Admite que, no momento, se sentiu “muito mal”. “Quem não se sente mal ao ver que perdeu as mãos?”, disse, acrescentando que o trauma foi superado com terapia.

“Usei uma prótese, mas a perdi depois em um bombardeio. Haviam feito para mim uma prótese para a mão esquerda na clínica, custou 12 milhões (em torno de 4.000 dólares). Fiquei dois anos e meio com ela. Abria bem o gancho, já era prático. Mas para que dormir com ela? Um dia a coloquei do meu lado e as bombas caíram. E quem vai se lembrar disso?”, comenta.

Sobre a cicatriz perto da orelha esquerda, explica que “foi um tiro quando encontrei com soldados quatro ou cinco anos depois do acidente”.

“‘Me mandavam para combate porque, apesar de eu ter perdido a mão, o dedo que eu atirava continuou servindo. Ia para as buscas e um soldado começou a atirar na minha direção e logo disparei contra seus companheiros. Não foi nada demais, só pegou de raspão.
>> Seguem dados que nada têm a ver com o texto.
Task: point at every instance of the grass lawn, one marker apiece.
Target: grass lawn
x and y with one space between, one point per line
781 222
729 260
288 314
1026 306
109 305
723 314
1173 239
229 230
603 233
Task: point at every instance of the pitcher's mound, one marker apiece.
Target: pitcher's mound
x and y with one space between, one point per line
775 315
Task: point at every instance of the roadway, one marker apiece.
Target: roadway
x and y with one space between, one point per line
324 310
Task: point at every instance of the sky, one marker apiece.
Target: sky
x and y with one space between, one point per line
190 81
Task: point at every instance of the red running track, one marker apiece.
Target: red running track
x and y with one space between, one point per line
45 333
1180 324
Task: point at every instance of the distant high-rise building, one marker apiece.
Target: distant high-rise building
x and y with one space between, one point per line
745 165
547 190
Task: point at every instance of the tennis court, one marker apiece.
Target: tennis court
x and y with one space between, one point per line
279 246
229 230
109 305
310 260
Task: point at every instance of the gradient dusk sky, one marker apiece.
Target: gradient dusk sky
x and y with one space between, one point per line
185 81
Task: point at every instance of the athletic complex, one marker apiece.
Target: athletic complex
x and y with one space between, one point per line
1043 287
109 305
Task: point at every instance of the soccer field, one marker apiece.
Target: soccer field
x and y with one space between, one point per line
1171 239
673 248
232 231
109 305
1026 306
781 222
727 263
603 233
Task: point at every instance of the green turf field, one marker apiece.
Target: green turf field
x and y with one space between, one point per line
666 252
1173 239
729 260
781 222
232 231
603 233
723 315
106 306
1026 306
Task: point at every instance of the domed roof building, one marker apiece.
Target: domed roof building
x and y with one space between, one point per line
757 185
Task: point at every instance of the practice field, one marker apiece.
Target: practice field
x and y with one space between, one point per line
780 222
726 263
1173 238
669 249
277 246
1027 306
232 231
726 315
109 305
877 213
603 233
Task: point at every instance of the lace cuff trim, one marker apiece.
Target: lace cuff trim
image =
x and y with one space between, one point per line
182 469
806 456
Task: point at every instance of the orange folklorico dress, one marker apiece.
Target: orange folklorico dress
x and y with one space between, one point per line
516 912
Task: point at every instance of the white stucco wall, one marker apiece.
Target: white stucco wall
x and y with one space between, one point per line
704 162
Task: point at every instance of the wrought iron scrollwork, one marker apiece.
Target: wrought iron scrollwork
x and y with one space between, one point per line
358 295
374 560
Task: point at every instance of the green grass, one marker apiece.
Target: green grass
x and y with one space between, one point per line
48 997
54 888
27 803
Fui atendido pelos enfermeiros do acampamento”, acrescenta.

“Porque fiquei normal, continuei as buscas, a guarda, ia para o combate. O acidente não me impediu de nada. Superei o trauma psicológico e segui em frente”, diz, com a espingarda Galil 223 a seu lado, enquanto seca o suor do pescoço devido ao grande calor de Llanos del Yarí.

O sonho de cantar

Devido a sua deficiência, as Farc ofereceram uma indenização de 20 milhões (6.600 dólares), mas ele não aceitou. “Imagine, deficiente, o que faria? Depois de ter ficado tanto tempo na guerrilha, não teria nada. Haveria sido uma luta por nada”, resume.

Como muitos guerrilheiros na conferência, ‘Luis’ afirma que a esperança das Farc “é que a paz na Colômbia seja para todo o povo”.

Esse homem nascido em Vista Hermosa, em Meta, na mesma área onde deverá se concentrar o acordo de negociação, tem um sonho pendente se o acordo for aprovado pelos colombianos no referendo de 2 de outubro: quer terminar o ensino primário e avançar seus estudos “de sistemas”.


“Se o governo realmente der alguma garantia, algum apoio aos deficientes, eu irei cantar. Minha carreira teria sido ser cantor”.

“E ainda me inspiro. Gosto de cantar de tudo: popular, country, romântica, llanera e vallenato (ritmos locais)”, acrescenta enquanto entoa, com orgulho, uma música de sua terra – o joropo.

Mas antes deverá ver seu irmão “Gabriel”, de 34 anos e também guerrilheiro, com quem se reencontrou no sábado em meio ao espetáculo musical que a cada noite ocorre na conferência.

“Há 16 anos que não falava com ele, mas está bem”, comenta “Luis”, que entrou para as Farc por “loucuras da juventude”, mas adquiriu “consciência revolucionária” com “a experiência”.